What is “Brooklyn Nine-Nine?” Like many great comedy shows—and that’s what FOX hopes it has with this hotly tipped fall 2013 TV series—it’s an ensemble, and joining Samberg and Braugher are Terry Crews, who plays Sgt. Terry Jeffords, a father of twins who’s lost his never as a police officers and comic actor Joe Lo Truglio (“Superbad”), who plays detective Charles Boyle, a department striver who pines for Stephanie Beatriz’s character, Rosa Diaz. A civilian office manager, Diaz is tasked with cleaning up the messes caused by everyone else, and she winds up getting “involved in everyone’s business,” according to FOX’s description.

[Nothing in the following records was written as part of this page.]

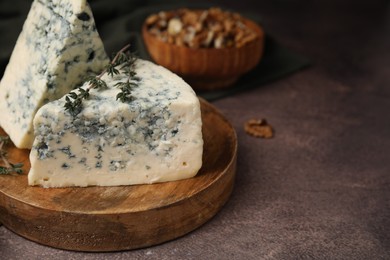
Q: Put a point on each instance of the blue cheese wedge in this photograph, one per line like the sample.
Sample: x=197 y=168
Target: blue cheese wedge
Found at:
x=58 y=46
x=156 y=137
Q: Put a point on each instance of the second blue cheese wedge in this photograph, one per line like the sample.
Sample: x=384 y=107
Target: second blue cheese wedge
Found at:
x=156 y=137
x=58 y=46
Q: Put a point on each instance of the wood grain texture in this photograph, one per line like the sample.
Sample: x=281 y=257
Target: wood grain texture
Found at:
x=129 y=217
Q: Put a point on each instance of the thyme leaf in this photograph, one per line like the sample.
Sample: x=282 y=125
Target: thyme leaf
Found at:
x=74 y=100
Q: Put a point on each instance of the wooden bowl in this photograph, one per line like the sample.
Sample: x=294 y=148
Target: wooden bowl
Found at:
x=207 y=68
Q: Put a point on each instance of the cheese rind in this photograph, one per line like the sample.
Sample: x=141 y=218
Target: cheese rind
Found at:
x=157 y=137
x=58 y=46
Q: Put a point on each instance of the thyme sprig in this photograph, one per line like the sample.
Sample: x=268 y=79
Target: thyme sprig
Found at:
x=8 y=168
x=74 y=101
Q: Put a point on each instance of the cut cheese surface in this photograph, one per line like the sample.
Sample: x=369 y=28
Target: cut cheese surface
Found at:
x=156 y=137
x=57 y=48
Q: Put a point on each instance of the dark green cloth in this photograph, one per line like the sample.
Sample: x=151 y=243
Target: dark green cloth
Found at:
x=119 y=22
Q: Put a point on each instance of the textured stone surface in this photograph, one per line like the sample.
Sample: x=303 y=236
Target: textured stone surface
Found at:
x=320 y=189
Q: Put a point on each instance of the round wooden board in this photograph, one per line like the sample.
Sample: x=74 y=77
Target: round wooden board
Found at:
x=126 y=217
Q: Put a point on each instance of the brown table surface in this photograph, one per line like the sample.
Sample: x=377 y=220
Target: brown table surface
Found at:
x=320 y=189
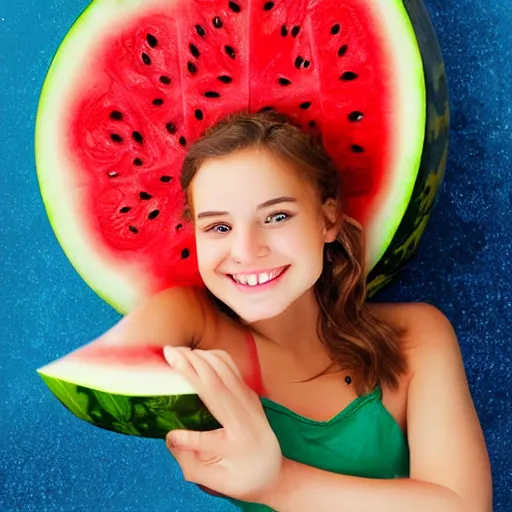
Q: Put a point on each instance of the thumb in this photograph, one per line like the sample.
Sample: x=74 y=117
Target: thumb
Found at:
x=194 y=440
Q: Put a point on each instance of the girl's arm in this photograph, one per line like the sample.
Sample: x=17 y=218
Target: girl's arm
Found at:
x=179 y=316
x=450 y=468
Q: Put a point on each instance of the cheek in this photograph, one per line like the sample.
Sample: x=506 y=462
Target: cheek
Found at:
x=209 y=254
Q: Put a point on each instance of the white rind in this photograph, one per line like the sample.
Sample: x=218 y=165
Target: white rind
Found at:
x=408 y=84
x=128 y=380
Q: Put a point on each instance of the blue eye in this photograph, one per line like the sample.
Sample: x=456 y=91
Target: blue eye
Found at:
x=219 y=228
x=277 y=217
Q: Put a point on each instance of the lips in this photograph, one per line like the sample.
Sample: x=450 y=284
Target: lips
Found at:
x=258 y=278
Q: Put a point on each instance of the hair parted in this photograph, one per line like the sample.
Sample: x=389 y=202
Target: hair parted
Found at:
x=356 y=340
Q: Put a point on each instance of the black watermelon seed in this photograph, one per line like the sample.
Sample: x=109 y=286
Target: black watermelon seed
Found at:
x=355 y=116
x=230 y=51
x=348 y=76
x=152 y=40
x=137 y=137
x=194 y=51
x=234 y=7
x=343 y=50
x=116 y=115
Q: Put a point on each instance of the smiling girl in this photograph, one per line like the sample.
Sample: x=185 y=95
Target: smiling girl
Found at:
x=326 y=402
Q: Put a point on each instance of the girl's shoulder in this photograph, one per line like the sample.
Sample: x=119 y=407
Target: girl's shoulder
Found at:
x=429 y=337
x=425 y=325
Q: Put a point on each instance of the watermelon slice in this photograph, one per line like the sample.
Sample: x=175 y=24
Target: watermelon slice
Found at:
x=136 y=81
x=128 y=390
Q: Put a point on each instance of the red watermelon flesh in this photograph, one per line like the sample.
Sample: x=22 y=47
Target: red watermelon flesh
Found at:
x=167 y=71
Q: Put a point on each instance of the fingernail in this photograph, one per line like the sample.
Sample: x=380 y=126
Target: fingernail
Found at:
x=169 y=355
x=170 y=441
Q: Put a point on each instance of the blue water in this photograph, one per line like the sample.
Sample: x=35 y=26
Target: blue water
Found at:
x=50 y=461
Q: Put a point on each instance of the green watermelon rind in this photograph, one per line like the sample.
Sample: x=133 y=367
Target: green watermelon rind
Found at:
x=405 y=243
x=121 y=283
x=144 y=416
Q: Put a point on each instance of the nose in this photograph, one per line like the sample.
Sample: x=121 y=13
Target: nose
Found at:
x=248 y=244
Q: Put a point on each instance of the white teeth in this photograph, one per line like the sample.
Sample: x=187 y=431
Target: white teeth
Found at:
x=252 y=279
x=263 y=278
x=255 y=279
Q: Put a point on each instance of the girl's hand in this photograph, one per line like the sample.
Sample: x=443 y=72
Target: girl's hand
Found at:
x=242 y=459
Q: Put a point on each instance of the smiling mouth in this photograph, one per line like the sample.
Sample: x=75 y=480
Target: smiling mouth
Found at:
x=259 y=278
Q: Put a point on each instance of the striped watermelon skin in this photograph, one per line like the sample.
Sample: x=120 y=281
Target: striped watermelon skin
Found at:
x=405 y=243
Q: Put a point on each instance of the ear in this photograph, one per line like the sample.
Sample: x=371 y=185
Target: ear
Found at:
x=331 y=219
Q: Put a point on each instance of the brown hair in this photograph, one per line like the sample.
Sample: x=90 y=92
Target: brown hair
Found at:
x=356 y=340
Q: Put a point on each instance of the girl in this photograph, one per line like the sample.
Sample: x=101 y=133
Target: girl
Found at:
x=327 y=402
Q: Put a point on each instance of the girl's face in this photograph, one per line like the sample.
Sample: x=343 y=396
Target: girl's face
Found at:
x=260 y=232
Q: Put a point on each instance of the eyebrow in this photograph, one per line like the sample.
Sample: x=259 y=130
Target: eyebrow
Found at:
x=266 y=204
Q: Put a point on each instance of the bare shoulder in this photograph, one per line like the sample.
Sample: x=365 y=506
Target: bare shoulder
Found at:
x=427 y=327
x=447 y=445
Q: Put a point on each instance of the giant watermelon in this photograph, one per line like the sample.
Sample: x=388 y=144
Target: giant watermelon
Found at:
x=136 y=81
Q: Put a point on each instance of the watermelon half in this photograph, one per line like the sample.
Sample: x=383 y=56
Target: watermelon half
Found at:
x=136 y=81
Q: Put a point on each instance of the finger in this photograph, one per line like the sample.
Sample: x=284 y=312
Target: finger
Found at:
x=232 y=378
x=230 y=403
x=222 y=354
x=208 y=442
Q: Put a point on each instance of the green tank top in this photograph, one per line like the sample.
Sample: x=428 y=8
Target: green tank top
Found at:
x=362 y=440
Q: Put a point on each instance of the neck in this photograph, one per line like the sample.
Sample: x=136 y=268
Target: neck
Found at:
x=296 y=328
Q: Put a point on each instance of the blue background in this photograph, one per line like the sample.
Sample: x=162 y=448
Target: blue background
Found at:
x=50 y=461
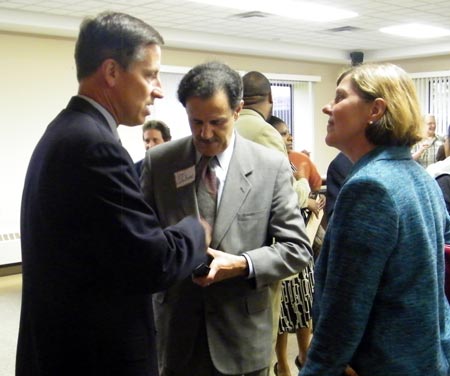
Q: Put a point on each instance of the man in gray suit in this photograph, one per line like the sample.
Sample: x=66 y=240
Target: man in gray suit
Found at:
x=221 y=323
x=252 y=123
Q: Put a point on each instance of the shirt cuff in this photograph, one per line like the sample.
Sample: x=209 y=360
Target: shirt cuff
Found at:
x=251 y=269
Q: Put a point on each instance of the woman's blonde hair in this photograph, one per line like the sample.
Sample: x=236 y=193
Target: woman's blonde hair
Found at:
x=401 y=123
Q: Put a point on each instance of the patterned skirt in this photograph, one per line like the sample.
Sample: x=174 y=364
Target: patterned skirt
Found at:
x=296 y=301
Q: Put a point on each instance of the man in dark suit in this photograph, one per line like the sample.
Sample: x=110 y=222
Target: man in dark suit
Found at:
x=221 y=323
x=93 y=251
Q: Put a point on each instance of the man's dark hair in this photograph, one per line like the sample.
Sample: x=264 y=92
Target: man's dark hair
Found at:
x=160 y=126
x=112 y=35
x=274 y=121
x=205 y=80
x=256 y=87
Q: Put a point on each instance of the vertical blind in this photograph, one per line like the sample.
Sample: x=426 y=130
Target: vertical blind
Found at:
x=294 y=103
x=433 y=91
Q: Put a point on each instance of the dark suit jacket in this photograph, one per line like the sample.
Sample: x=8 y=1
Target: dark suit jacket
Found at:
x=93 y=252
x=258 y=214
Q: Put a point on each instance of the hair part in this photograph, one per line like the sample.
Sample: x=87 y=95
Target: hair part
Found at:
x=160 y=126
x=275 y=121
x=401 y=123
x=112 y=35
x=205 y=80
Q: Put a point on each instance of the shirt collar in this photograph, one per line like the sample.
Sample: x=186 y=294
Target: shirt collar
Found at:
x=223 y=158
x=109 y=118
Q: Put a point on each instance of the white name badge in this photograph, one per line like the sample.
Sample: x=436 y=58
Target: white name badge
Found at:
x=185 y=177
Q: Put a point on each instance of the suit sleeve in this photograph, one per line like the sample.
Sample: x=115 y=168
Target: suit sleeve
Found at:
x=128 y=231
x=290 y=251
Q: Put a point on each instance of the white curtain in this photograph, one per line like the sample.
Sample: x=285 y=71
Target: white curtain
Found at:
x=434 y=97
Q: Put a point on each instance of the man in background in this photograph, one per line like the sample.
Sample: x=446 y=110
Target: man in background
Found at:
x=252 y=122
x=221 y=323
x=93 y=251
x=154 y=132
x=425 y=151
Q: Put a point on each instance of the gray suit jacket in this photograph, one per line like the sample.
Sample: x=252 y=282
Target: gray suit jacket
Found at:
x=258 y=215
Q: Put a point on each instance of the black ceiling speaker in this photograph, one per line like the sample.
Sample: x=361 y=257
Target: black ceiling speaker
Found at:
x=357 y=58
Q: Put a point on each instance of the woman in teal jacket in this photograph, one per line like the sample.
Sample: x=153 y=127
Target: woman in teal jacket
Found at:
x=379 y=306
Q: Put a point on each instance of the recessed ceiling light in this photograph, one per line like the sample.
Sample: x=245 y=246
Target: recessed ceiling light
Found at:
x=285 y=8
x=417 y=31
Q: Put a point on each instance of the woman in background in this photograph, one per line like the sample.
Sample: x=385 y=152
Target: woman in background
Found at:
x=379 y=304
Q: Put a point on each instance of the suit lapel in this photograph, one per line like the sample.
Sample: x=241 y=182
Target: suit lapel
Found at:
x=186 y=195
x=236 y=189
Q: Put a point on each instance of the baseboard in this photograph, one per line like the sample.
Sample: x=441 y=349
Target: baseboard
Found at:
x=10 y=269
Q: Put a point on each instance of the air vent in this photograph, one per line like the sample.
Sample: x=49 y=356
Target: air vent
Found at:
x=344 y=28
x=252 y=14
x=9 y=236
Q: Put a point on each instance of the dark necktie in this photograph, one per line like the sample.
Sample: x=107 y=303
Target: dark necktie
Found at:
x=206 y=189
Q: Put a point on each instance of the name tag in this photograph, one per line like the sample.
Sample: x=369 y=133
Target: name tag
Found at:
x=185 y=177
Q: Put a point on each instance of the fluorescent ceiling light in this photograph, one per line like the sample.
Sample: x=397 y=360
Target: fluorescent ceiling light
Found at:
x=417 y=31
x=285 y=8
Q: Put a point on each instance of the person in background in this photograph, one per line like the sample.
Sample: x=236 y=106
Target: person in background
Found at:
x=380 y=238
x=426 y=150
x=154 y=132
x=297 y=291
x=252 y=124
x=337 y=172
x=222 y=323
x=302 y=165
x=93 y=251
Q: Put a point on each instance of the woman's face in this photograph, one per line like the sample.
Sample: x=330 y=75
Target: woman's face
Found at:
x=349 y=116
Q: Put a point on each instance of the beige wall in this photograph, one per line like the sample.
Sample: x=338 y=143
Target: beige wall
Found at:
x=437 y=63
x=38 y=78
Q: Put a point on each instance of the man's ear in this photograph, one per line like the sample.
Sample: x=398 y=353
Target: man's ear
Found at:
x=238 y=109
x=110 y=71
x=378 y=109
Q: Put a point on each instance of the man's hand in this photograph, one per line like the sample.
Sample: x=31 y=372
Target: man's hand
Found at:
x=223 y=266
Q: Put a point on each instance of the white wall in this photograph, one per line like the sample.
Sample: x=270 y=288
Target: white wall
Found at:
x=38 y=78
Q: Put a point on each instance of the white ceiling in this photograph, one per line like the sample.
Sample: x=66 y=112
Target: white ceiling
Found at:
x=186 y=24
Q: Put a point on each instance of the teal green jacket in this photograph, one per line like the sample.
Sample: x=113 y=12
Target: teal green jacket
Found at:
x=380 y=304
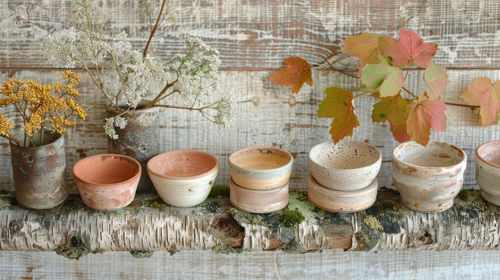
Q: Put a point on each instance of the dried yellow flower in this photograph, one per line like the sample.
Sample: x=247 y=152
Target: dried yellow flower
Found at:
x=40 y=108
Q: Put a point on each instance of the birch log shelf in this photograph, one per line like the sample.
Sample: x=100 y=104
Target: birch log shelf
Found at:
x=259 y=139
x=147 y=224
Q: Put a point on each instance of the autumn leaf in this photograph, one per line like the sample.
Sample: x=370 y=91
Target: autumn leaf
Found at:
x=368 y=47
x=383 y=77
x=436 y=79
x=411 y=48
x=338 y=105
x=394 y=110
x=424 y=115
x=481 y=92
x=297 y=72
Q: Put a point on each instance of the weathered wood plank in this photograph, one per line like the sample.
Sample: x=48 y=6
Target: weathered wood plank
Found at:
x=73 y=230
x=255 y=265
x=269 y=114
x=260 y=34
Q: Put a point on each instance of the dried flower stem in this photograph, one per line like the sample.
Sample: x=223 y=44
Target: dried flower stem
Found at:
x=152 y=33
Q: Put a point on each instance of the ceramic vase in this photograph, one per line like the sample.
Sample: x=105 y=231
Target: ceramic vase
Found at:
x=38 y=173
x=140 y=139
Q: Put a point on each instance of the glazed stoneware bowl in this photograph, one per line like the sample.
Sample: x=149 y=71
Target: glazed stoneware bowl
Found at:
x=341 y=201
x=488 y=171
x=346 y=166
x=258 y=201
x=107 y=181
x=428 y=178
x=260 y=167
x=183 y=178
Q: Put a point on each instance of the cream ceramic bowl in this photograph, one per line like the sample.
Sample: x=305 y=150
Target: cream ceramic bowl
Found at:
x=341 y=201
x=488 y=171
x=346 y=166
x=428 y=178
x=183 y=178
x=258 y=201
x=260 y=167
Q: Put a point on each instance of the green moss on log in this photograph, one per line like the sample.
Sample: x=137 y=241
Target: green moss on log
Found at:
x=372 y=223
x=291 y=218
x=74 y=248
x=219 y=191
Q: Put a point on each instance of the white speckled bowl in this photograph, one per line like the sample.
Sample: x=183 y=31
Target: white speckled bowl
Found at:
x=341 y=201
x=488 y=171
x=428 y=178
x=346 y=166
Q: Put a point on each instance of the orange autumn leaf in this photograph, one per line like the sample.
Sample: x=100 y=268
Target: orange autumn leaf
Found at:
x=424 y=115
x=368 y=47
x=481 y=92
x=411 y=48
x=338 y=105
x=297 y=72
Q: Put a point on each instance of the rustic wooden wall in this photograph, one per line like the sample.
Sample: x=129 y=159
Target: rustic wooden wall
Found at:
x=254 y=37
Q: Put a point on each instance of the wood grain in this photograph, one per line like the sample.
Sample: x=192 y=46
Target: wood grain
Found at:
x=268 y=114
x=150 y=225
x=204 y=265
x=260 y=34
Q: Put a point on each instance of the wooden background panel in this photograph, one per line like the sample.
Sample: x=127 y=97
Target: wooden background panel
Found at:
x=260 y=34
x=255 y=265
x=268 y=114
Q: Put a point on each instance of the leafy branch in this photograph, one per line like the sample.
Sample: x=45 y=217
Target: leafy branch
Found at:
x=382 y=62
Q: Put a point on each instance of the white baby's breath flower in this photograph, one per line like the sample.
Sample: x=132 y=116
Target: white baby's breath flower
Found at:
x=113 y=123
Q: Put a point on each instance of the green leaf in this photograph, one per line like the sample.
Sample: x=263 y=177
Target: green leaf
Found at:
x=383 y=77
x=338 y=105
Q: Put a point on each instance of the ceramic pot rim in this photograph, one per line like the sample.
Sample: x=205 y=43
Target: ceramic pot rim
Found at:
x=59 y=139
x=367 y=189
x=233 y=183
x=282 y=168
x=376 y=162
x=479 y=157
x=429 y=168
x=215 y=168
x=130 y=180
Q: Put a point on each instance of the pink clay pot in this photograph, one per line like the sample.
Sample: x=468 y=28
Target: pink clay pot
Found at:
x=107 y=181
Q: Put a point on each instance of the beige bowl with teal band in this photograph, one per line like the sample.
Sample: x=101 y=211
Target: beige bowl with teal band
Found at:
x=260 y=167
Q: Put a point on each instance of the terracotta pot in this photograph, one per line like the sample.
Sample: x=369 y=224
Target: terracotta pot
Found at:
x=107 y=181
x=428 y=178
x=348 y=165
x=39 y=174
x=341 y=201
x=260 y=167
x=140 y=139
x=258 y=201
x=183 y=178
x=488 y=171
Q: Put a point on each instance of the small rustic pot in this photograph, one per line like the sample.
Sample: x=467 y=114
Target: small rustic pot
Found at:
x=345 y=166
x=258 y=201
x=488 y=171
x=107 y=181
x=341 y=201
x=428 y=178
x=140 y=139
x=183 y=178
x=39 y=174
x=261 y=167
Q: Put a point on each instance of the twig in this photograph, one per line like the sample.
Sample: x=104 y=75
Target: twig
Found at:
x=152 y=33
x=472 y=107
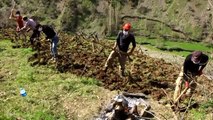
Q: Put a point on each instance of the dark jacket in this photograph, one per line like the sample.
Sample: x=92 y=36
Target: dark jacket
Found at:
x=123 y=41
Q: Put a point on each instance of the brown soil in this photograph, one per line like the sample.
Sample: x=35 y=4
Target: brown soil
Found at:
x=77 y=55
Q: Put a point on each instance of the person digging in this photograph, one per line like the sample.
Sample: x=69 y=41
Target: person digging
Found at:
x=30 y=24
x=120 y=49
x=19 y=21
x=192 y=68
x=50 y=34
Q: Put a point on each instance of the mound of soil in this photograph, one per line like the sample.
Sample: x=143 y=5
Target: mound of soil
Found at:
x=86 y=56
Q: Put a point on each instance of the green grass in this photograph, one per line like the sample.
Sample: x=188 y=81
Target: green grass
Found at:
x=187 y=47
x=50 y=95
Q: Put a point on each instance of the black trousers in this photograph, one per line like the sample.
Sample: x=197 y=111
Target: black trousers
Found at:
x=35 y=34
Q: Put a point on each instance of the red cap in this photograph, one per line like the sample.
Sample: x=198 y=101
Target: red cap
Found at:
x=127 y=26
x=196 y=56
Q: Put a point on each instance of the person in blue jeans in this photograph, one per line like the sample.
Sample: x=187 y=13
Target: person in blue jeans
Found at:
x=50 y=34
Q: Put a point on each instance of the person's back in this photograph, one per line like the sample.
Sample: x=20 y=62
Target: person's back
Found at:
x=20 y=22
x=18 y=18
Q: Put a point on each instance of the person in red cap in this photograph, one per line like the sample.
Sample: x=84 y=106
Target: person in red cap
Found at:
x=192 y=68
x=121 y=47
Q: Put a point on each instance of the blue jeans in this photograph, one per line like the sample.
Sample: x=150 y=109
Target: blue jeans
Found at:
x=54 y=46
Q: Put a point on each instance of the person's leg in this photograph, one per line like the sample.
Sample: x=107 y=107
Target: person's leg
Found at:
x=54 y=46
x=122 y=60
x=192 y=88
x=179 y=82
x=110 y=59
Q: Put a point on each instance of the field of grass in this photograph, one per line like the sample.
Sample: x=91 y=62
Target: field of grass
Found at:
x=50 y=95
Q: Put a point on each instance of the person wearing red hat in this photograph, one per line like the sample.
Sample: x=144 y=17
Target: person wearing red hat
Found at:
x=192 y=68
x=121 y=47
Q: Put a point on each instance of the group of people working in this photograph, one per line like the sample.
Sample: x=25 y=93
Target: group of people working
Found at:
x=28 y=24
x=192 y=66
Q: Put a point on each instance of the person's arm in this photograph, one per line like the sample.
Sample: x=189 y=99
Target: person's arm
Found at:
x=117 y=40
x=133 y=45
x=25 y=27
x=200 y=72
x=12 y=16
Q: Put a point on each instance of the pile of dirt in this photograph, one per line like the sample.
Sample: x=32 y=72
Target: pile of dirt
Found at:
x=86 y=55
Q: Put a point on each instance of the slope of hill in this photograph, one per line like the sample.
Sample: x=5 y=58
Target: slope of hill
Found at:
x=169 y=19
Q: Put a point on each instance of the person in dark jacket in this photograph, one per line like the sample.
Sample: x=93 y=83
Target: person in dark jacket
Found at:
x=192 y=68
x=50 y=34
x=121 y=47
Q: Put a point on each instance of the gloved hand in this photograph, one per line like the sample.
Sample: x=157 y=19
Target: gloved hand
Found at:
x=187 y=84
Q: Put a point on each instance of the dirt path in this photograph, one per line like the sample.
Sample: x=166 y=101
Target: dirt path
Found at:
x=177 y=60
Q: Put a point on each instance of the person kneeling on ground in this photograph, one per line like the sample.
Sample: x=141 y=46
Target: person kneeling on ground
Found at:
x=121 y=47
x=192 y=68
x=50 y=34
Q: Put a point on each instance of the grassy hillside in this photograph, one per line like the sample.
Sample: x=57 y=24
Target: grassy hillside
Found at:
x=168 y=19
x=50 y=95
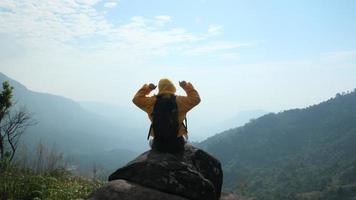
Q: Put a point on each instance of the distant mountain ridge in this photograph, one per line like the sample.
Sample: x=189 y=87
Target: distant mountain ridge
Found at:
x=67 y=124
x=292 y=154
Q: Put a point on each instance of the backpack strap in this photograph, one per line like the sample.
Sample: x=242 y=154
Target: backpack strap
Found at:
x=185 y=124
x=149 y=131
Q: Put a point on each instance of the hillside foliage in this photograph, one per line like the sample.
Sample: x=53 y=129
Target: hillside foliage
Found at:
x=296 y=154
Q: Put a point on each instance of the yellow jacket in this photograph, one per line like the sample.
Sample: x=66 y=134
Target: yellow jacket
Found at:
x=184 y=103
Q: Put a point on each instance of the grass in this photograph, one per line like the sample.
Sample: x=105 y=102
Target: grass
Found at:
x=24 y=184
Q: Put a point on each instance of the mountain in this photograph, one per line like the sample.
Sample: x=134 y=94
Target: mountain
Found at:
x=70 y=126
x=83 y=136
x=304 y=153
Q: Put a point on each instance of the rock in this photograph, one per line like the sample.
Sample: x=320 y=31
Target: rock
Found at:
x=193 y=174
x=124 y=190
x=228 y=196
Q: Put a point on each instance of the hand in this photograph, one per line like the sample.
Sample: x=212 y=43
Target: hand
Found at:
x=182 y=83
x=152 y=86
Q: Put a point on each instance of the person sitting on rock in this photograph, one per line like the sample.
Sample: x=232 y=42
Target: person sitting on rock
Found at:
x=167 y=112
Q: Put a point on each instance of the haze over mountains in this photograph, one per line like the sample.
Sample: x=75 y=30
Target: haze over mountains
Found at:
x=294 y=154
x=307 y=153
x=87 y=131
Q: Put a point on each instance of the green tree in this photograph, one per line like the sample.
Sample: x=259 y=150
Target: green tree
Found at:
x=13 y=123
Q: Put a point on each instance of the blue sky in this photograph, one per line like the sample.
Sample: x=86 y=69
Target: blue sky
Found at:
x=240 y=55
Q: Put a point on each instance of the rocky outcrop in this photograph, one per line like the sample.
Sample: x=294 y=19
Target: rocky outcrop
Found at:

What is “Brooklyn Nine-Nine?” A decent show with good and bad points, if Buzzsugar writer Becky Kirsch is to be believed. “Seeing Samberg in a sitcom is downright delightful,” she wrote in a review of the “Brooklyn Nine-Nine” pilot, written by creators Dan Goor and Michael Schur, who’ve worked together on the hit show “Parks and Recreation.” “Jake is goofy enough to produce big laughs but is still believable as a successful detective. Samberg actually benefits from being slightly more reined in than he was on SNL; he’s just as funny and even more charming playing a regular guy than an over-the-top character.”